In the past, apps that wanted to integrate with users’ financial systems had to incorporate an iFrame into their account creation process in order to establish access to a user’s financial information. All bank aggregators built their own custom iFrames that could be inputted into an app’s interface. In that iFrame, users were prompted to enter their banking usernames and passwords so that the data aggregator had permission to access their data from their financial institution and then share it back to the app. This bridged the gap between the app and the data so that the app could perform the service they were designed to perform.
This process, in both theory and reality, works. But there’s a problem: privacy and security of data is at risk in an iFrame.
When a user enters their login information into a widget (as opposed to a secure website like their bank’s), the information logically is captured and stored by the aggregator so that they can access the data that’s available when logged in. But therein lies the problem: the more places your login information is stored, the more places your login information can be accessed, making it more vulnerable to being accessed and stolen by people who shouldn’t have access to it. If a consumer is using, for example, two or three different PFM apps like Mint to manage their finances, then there are two or three additional entities that have access to their highly sensitive credentials, making it two or three times more susceptible to being intercepted by the wrong people. That’s a major problem, especially when cyberattacks and data breaches are so increasingly common.
iFrames vs. Open Banking
In recent years with innovative technologies emerging, a new way to access and port data has developed through open banking, which uses APIs (application programming interface) to build communication between financial systems and third party apps.

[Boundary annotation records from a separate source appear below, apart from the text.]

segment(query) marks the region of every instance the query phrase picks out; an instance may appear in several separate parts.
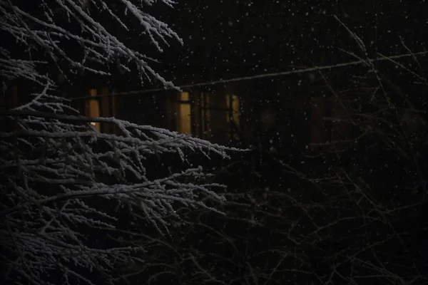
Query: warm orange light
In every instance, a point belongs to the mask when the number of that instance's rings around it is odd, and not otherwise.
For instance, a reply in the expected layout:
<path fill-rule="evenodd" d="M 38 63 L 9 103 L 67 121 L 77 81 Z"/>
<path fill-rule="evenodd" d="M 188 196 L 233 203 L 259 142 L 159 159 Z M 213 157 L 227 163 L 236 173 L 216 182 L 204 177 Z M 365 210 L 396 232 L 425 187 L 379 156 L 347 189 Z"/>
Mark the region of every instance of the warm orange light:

Open banking has only been functional since around 2015. Many of the well-known data aggregators, however, have been around for longer than that. Before open banking, iFrames were really the only way to bridge the gap between apps and financial institutions. They allowed aggregators to “scrape” the web for the data they needed, and it worked, but like we asserted above, it wasn’t great for users’ overall privacy and security.
Another problem with these custom iFrames is that they were all different. Each aggregator developed their own custom, company-owned widget, so there weren’t any standardized protocol or requirements.

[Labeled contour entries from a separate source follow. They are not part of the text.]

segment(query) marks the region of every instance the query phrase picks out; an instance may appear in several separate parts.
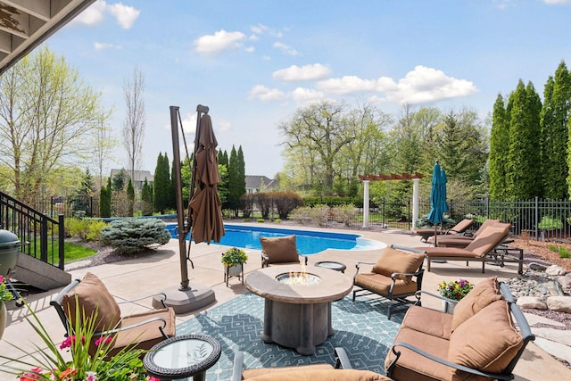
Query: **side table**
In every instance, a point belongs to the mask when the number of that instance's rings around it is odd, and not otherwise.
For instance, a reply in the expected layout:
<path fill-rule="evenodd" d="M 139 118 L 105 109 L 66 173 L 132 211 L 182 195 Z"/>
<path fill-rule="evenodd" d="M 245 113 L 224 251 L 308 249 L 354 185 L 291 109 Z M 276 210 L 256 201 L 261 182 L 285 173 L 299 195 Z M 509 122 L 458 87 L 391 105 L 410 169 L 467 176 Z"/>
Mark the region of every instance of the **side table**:
<path fill-rule="evenodd" d="M 315 265 L 317 267 L 322 267 L 325 269 L 335 269 L 335 271 L 341 271 L 343 274 L 345 273 L 345 269 L 347 269 L 347 266 L 345 266 L 343 263 L 336 262 L 335 261 L 321 261 L 317 262 Z"/>
<path fill-rule="evenodd" d="M 183 335 L 155 344 L 143 358 L 149 376 L 161 380 L 192 377 L 204 381 L 206 370 L 220 358 L 220 344 L 205 335 Z"/>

Unlike iFrames, open banking was developed and is maintained according to strict, globally-recognized standards and protocol. For example, the GDPR (General Data Protection Regulation) is an extensive legal document that went into effect in the European Union in 2018 and is continually updated to keep the legislation relevant to changing technologies. In the U.S. the California Consumer Privacy Act (CCPA) became law in 2018 and explicitly states how digital data should be handled, stored, and transferred in order to keep it secure. Open banking is, by law, governed by these regulations that are recognized and abided by worldwide.
Open Banking with Pentadata
Open banking, while still a relatively new concept, is becoming more and more mainstream. Even the original data aggregators and payment networks have begun to convert over to the processes of open banking instead of the old ways of widgets and iFrames.

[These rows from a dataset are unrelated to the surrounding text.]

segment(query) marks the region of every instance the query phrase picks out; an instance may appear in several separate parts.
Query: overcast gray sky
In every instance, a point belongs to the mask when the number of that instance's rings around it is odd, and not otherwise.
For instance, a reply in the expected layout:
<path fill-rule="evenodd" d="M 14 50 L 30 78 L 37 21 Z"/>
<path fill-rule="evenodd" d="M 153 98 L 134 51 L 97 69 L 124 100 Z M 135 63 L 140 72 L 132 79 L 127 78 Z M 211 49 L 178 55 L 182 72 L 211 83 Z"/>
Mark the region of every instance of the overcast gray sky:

So why is open banking with Pentadata different? We have the benefit of coming into existence at the same time the legislation was being developed and approved. We haven’t had to switch over from outdated and insecure methods of porting data; through our entire existence as a company we’ve followed strict compliance standards that are robust, standardized, and approved by all major banks today. We built Pentadata on these principles, and you can rest assured that our technology has always been and always will be tested and secure.
In the last decade and a half since PFM apps were first created, consumers increasingly want the benefits those third party apps can give them – and there are so many options, with more emerging every week! But consumers also want to be able to trust that through using those apps, they won’t be putting their personal information at risk for theft and exploitation. With open banking, apps can give consumers both of those things: empowerment to use their own data for their own benefit AND assurance that their data will always remain secure.